Like many locked-out NHLers, Eric Fehr found work elsewhere during the league's labor standoff, but unlike many locked-out NHLers, Fehr didn't have a team to come back to once the NHL returned.
The Winnipeg Jets decided not to bring Fehr back this summer after one injury-plagued season, so he flew to Finland and joined Hämeenlinnan Pallokerho (HPK) with the intention of staying there if an NHL team didn't come calling.
A few teams did, but one stuck out to the 27-year-old forward.
"Looking at the teams around the league, I felt very comfortable coming back here," Fehr said after the first day of training camp wrapped up Sunday. "I always loved my time in Washington and I thought that this would be the best place to be."
At the behest of one of the team's professional scouts who watched Fehr play with HPK, General Manager George McPhee signed Fehr, who spent six seasons with the Caps from 2005-11, to a one-year contract worth $600,000 Sunday.
“Looks like he’s gotten over the surgeries and the rehab and he also was playing really well in Finland, so we thought it’d be a nice addition,” McPhee said. "He has always been a goal scorer, and he's been set back by some injuries, but hopefully this is a year where he can come in and score goals."
Much has changed in Washington since the Caps traded Fehr in July 2011 to his hometown Jets in exchange for prospect Danick Paquette and a 2012 fourth-round draft pick, but then again, so has Fehr. The Caps' first-round draft pick (18th overall) in the 2003 NHL Draft battled bouts of inconsistency and injury throughout his first stint, scoring a career-high 21 goals in 2009-10 and arguably two of the biggest goals in franchise history during the 2011 Winter Classic, but also undergoing two separate shoulder surgeries that stymied his potential.
After being traded to the Jets, Fehr could only muster two goals and one assist in 35 games last season in his most disappointing season to date. Much like defenseman Tom Poti, Fehr rushed back from injury too soon, which ultimately hindered his recovery.

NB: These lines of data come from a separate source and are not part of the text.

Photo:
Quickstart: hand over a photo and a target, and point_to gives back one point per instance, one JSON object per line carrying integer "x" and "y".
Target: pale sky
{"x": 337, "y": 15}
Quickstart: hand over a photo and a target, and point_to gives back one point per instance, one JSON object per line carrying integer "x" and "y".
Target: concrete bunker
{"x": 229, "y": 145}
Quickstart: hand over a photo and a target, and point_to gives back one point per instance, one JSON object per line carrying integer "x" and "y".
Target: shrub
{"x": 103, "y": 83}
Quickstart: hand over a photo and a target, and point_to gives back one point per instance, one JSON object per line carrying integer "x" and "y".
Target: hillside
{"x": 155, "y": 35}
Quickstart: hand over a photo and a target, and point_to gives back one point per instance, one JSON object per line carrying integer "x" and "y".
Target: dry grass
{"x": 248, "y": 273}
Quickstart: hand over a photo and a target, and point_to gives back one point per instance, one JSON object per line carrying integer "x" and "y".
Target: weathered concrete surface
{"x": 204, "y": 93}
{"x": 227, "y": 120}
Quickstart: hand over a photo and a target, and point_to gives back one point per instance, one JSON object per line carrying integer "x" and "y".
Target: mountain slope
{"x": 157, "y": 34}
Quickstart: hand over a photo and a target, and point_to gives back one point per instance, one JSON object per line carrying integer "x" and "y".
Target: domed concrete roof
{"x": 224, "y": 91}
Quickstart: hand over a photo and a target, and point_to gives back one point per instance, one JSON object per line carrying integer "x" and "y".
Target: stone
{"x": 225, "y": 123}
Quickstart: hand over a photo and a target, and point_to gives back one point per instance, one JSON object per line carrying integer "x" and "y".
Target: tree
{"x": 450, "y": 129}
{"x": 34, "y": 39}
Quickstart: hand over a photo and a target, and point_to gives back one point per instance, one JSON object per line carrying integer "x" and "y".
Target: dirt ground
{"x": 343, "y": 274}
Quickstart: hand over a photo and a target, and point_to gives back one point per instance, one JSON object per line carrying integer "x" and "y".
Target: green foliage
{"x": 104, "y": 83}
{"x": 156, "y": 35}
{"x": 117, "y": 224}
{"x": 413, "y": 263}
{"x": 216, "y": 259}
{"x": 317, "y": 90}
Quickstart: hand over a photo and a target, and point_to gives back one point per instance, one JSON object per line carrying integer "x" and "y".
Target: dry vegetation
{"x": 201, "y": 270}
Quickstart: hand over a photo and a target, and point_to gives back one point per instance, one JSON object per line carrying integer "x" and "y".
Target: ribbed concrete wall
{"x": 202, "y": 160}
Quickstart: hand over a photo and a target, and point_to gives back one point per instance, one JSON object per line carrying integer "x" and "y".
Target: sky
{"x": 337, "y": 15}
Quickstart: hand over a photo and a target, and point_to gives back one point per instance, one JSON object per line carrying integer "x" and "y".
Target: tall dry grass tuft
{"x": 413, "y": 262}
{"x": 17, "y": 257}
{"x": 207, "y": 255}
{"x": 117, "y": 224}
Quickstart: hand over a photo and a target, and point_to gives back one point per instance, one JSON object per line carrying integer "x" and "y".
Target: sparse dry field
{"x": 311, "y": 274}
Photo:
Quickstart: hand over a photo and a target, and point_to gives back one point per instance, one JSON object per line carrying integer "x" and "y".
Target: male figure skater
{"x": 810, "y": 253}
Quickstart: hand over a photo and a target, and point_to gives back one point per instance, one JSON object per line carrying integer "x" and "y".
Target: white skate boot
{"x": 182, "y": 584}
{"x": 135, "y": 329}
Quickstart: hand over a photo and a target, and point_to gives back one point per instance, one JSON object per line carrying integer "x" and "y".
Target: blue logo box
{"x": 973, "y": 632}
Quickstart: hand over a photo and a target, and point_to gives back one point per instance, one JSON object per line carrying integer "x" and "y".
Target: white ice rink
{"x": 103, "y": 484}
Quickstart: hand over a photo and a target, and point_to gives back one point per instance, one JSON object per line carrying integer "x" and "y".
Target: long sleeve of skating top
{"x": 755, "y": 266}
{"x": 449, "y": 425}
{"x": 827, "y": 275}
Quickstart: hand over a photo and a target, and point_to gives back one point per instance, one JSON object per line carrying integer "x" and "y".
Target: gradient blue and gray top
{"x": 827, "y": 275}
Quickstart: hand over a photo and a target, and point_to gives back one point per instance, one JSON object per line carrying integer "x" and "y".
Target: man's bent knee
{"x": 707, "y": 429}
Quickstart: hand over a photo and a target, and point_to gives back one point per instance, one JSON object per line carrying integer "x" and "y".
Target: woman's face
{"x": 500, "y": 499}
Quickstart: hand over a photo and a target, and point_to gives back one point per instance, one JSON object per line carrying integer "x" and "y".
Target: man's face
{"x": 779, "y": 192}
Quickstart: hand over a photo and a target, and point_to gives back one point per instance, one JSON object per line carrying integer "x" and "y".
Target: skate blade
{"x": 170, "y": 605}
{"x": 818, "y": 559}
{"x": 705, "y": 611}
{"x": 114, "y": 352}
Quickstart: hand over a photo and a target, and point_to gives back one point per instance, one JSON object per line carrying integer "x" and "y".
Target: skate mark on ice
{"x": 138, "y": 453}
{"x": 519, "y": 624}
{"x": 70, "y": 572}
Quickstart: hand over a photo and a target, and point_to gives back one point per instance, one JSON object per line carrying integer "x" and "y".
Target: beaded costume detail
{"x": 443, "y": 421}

“I came back before I should have and after that it spiraled out of control,” Fehr said. "In hindsight, I would have loved to have waited longer and felt better, but I was playing in my hometown, the team wasn’t winning and I wanted to help out and it didn’t work out.”
Winnipeg elected not to re-sign him, so he ventured to Finland in an attempt to rekindle his confidence. He did exactly that, scoring 13 goals and assisting on 12 others in just 21 games.
“I definitely had to play hockey during the lockout," Fehr said. "That was something that I really wanted to do. I had a tough year last year and I wanted to get back playing, put it behind me. I’m real happy that I went to Finland. I was able to start playing, to start scoring again and get the confidence back up.”
Fifteen of Fehr's teammates from his last season in Washington are still currently on the roster -- many of whom came up through Washington's farm system --so they know full well what they can expect from him.
"Fehrsie and I played together going back to [winning] a championship in the minors [with the Hershey Bears in 2006]," forward Brooks Laich said. "There's a lot of history with Eric and I and a lot of other guys in the room with Eric, too. When he came back, there were a lot of smiles and a lot of big hugs. What's old is new again."
Fehr certainly hopes that Laich's sentiment is the case in his second go-around in Washington.
“I felt like I was in survival mode a little bit, just trying to get through every game," Fehr said of last season. "Now I’m feeling a lot better. I’m happy to be playing hockey and it feels a lot better on the ice when you’re not in pain all the time. I’m playing with a lot more confidence right now so hopefully that carries into the season.”